Dear Dr. Love:
Currently I find myself in a very confusing situation. You see 4 months ago I packed up my car and everything I could squeeze into it, and headed to the Southeast from Seattle Washington. I left my husband of barely 2 years in search of a new beginning. I left because I could no longer handle his dishonesty and lack of emotional support. I promised myself that I'd concentrate on finding out who I was and what made me happy once I settled from my relocation, and most importantly I promised myself NO MEN!!
Well, I was in my new life no more then 2 weeks when I met the man of my dreams. He's very attractive, smart, and witty. We had so much in common and instantly hit it off. I'm currently 4 months into this relationship and everything is still going fine, but I can't seem to stop thinking about my husband (whom I am separated but not divorced). My husband and I talk on the phone at least once every two weeks, he's been calling my mom, sister, and grandmother apologizing for how neglectful he was to me and seeking their advice on how to get me back.
It seems almost like he's a totally different person when I talk to him now. All I keep thinking about lately are the words he ends are conversations with . . . 'I was wrong. I know I was an idiot. I want my wife back, and if I have to relocate to where you are that 's what I'll do. I love you so much, and I want my wife back.
I'm so torn. I miss and love my husband, but I also have feelings for the guy I'm seeing now. I care about them both, but I'm married to one. What do I do?? I don't want to hurt anyone. HELP!!!
Boy are you in a bind.

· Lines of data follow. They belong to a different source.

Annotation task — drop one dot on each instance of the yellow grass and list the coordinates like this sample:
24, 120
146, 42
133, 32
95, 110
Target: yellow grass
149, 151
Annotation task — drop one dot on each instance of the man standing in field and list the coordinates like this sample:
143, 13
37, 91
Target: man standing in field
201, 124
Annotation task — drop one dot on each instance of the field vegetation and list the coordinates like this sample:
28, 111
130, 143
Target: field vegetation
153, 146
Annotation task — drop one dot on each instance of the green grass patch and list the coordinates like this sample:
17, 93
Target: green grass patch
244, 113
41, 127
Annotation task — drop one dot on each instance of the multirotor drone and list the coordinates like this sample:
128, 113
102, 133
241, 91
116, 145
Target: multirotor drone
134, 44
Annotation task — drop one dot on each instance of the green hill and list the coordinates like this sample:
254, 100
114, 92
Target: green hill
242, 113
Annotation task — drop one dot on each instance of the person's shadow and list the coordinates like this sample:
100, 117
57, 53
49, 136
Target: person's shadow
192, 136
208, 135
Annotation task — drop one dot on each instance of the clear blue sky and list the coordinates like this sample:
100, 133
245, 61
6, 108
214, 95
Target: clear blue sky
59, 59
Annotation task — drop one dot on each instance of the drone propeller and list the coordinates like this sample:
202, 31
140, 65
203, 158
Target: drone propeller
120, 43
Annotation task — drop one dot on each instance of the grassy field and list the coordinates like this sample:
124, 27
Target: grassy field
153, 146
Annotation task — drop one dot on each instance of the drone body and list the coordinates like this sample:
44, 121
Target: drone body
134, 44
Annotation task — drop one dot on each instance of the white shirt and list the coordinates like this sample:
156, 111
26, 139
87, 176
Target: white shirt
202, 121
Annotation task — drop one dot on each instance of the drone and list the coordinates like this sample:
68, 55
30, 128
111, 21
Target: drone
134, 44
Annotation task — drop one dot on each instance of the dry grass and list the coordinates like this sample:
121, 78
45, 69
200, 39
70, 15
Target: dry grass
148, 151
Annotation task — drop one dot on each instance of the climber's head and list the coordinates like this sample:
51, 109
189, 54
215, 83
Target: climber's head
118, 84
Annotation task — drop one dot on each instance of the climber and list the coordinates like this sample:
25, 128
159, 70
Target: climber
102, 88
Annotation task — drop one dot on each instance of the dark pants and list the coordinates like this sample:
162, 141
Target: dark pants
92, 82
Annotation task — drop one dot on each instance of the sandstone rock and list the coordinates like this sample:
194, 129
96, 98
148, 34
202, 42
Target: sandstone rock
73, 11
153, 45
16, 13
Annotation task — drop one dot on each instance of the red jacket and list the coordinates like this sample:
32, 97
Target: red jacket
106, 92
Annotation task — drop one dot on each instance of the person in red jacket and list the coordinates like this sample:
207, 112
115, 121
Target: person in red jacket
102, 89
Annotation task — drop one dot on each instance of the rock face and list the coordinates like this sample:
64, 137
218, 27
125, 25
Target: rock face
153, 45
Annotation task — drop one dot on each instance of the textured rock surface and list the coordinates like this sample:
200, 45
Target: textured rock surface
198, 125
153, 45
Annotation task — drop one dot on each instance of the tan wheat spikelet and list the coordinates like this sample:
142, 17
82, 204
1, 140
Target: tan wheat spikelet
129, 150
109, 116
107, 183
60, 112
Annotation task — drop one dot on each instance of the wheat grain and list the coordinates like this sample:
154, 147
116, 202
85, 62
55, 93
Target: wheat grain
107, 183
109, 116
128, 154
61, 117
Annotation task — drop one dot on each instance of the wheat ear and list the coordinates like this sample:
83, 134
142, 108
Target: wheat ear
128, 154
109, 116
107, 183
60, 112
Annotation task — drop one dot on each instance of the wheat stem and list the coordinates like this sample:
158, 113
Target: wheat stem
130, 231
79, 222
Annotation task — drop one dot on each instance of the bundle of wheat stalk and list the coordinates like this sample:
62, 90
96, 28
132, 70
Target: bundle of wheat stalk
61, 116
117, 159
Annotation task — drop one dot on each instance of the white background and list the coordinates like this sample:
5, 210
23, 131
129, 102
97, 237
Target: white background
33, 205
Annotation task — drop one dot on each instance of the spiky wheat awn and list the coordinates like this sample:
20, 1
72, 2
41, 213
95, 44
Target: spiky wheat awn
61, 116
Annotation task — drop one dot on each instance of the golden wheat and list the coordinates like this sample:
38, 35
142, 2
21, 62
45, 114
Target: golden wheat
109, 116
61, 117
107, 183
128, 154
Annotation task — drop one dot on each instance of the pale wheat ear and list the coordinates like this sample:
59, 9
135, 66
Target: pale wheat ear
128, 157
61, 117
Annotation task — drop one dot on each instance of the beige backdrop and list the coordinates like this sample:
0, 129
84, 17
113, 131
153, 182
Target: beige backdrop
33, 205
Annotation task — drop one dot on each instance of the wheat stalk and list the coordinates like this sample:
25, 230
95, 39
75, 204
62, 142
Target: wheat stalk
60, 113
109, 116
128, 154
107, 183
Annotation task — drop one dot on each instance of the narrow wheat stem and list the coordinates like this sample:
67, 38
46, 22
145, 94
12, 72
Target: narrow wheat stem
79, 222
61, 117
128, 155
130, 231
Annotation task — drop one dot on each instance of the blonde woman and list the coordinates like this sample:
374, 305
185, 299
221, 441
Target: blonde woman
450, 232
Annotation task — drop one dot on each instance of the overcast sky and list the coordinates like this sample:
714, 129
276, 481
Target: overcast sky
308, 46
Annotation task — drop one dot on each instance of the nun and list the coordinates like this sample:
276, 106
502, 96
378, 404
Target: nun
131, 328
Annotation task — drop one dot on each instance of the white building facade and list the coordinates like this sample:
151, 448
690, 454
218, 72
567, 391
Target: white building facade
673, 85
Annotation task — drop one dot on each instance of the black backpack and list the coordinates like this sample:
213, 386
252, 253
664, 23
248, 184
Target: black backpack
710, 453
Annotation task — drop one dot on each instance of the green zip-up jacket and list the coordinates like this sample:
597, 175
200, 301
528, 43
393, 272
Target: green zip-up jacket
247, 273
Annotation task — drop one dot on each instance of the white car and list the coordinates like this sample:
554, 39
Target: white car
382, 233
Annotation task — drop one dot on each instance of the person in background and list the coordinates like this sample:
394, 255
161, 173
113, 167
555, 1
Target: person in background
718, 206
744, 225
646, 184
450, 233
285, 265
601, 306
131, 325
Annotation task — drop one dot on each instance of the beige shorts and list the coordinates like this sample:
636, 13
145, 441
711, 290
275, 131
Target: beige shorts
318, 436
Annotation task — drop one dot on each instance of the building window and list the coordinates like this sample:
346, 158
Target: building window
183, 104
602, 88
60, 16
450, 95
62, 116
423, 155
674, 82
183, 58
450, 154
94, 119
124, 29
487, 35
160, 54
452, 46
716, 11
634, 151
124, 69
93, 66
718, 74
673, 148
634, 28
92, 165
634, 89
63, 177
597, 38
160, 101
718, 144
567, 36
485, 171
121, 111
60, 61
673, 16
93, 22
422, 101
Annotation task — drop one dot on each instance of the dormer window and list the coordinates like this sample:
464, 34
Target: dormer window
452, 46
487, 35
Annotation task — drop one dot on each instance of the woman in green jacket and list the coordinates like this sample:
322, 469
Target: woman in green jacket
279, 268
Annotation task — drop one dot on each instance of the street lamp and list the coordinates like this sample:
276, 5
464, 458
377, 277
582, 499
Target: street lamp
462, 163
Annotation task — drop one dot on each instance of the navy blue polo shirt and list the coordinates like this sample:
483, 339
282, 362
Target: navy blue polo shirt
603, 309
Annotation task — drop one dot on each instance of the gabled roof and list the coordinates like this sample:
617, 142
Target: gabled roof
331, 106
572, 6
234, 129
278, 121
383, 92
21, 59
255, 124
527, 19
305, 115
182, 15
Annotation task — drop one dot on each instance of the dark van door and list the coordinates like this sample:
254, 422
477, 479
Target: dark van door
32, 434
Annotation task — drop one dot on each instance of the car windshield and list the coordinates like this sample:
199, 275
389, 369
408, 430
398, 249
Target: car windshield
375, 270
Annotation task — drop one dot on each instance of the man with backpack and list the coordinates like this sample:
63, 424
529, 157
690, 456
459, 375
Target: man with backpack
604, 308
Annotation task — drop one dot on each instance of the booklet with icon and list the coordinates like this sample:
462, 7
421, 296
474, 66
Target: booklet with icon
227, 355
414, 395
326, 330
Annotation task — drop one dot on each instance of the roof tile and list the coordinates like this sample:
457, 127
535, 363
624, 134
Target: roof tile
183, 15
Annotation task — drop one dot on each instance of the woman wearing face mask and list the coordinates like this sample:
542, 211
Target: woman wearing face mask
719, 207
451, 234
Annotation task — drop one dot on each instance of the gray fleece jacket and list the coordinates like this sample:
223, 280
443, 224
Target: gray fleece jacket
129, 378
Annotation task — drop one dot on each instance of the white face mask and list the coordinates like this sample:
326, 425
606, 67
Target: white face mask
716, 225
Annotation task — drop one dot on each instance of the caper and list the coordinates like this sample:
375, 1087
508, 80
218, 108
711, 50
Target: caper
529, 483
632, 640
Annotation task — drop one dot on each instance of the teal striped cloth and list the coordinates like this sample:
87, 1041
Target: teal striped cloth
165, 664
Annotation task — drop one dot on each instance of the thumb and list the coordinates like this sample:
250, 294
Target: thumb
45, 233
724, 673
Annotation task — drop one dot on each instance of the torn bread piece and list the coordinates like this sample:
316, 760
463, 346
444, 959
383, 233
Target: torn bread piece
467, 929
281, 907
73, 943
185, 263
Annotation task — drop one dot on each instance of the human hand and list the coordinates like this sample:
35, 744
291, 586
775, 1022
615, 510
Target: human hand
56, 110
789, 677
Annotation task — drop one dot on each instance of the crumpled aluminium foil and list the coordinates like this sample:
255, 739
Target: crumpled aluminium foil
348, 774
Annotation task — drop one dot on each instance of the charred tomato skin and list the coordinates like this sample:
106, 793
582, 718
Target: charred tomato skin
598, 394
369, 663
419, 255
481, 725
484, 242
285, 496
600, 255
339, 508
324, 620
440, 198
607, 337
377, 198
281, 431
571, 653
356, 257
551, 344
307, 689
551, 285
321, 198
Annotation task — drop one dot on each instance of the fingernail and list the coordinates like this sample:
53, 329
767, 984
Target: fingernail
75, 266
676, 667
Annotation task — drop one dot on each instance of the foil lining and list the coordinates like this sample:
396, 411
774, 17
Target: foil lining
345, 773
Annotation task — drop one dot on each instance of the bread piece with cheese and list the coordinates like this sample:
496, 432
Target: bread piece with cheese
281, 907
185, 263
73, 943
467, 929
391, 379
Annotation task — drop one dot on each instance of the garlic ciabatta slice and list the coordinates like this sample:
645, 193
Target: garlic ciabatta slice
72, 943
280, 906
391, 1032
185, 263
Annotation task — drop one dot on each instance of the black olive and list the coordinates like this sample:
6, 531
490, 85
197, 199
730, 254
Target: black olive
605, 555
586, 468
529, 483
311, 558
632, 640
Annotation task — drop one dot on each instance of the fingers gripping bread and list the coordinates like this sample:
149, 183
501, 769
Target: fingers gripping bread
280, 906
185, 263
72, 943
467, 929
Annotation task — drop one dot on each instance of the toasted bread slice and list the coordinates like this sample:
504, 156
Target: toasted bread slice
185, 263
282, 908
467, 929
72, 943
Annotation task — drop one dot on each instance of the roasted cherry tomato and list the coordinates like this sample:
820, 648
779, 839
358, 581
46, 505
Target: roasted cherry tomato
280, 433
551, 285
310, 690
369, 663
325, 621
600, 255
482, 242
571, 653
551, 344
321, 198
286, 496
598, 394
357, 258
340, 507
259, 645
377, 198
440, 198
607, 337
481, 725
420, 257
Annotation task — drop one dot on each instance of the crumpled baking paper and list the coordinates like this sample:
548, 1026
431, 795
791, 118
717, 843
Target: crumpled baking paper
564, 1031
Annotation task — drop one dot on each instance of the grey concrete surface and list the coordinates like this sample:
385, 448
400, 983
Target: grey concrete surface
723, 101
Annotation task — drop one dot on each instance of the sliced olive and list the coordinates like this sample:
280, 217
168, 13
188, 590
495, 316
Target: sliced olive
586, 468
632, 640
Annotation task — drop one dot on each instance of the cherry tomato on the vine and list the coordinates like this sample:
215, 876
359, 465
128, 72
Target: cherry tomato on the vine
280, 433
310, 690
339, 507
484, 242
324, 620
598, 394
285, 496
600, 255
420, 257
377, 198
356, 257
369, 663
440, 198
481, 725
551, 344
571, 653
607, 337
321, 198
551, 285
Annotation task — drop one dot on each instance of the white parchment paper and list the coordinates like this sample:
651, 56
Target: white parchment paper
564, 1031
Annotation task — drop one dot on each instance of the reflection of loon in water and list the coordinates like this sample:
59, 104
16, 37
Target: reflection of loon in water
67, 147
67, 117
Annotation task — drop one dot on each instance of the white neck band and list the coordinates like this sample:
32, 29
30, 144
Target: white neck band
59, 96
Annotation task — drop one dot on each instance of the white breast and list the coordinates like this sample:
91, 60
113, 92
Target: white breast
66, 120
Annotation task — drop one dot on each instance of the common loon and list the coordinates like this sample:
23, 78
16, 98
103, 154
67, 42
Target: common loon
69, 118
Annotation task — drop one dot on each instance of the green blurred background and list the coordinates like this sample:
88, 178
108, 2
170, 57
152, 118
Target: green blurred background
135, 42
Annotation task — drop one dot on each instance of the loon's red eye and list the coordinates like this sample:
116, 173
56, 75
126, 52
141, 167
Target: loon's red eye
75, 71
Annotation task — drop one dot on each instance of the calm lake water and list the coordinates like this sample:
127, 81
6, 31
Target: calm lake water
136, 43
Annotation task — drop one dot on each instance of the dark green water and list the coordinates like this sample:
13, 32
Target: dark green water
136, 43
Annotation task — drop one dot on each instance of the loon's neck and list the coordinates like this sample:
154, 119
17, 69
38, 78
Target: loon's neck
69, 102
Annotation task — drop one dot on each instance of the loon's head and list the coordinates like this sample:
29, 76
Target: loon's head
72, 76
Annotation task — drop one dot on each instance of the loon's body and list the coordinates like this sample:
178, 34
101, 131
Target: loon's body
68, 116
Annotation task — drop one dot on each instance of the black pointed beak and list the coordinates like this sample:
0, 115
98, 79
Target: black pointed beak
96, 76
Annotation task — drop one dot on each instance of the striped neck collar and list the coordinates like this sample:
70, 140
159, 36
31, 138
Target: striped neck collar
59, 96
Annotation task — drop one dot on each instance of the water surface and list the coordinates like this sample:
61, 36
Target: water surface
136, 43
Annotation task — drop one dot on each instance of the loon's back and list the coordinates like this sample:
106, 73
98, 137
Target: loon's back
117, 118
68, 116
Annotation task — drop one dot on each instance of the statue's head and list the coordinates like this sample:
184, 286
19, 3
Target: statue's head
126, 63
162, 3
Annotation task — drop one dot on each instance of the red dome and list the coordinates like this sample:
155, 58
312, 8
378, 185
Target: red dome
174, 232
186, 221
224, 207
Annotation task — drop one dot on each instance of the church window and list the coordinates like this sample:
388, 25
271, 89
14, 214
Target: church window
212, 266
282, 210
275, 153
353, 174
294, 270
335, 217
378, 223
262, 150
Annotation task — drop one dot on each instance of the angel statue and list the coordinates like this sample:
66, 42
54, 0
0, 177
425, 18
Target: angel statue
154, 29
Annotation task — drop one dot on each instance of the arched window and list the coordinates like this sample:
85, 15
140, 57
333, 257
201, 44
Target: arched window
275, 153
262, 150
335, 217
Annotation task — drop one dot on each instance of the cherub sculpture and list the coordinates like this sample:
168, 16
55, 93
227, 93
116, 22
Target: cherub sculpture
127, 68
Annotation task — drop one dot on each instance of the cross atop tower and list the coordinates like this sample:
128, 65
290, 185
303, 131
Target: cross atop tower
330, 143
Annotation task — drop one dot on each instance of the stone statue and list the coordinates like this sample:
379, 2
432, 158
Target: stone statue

All I can say to you is, you have to make up your mind regarding whether you want to give your husband a second chance or not? It sounds like a part of you wants to. If your husband were the type of man who apologized and begged for forgiveness every other day, then I'd say his talk is cheap. But, it sounds like your husband really woke up and realized what he lost.
The big question is: how do we know he won't fall back into old habits once he gets you back. And, I would ask him that question. In addition, I would want him to do some serious self and couple work to make sure that the reasons why he neglected you in the past are resolved. Make sure that you don't jump back in the saddle before you have the assurances that you need.
Point being, it is easy to say I'm sorry and I want you back, but it is hard to do the work necessary to make internal changes that stick. Is he willing to do this? He has to do and say a lot to convince you of this. I imagine you're afraid that if you give your husband a second chance, that this new man won't wait around. And, this is a risk. In a conflict like this, you simply need to take a position and go with it. There are pros and cons to each side, and if I were you I would write all the pros and cons down to help you clarify where you stand.
In reading your letter, I kept getting the sense that you would feel guilty and regretful if you didn't give your husband another chance. If that is true, then I can understand why you would want to give him another try. But, please make sure that all your conditions are met before you burn your bridges with your lover.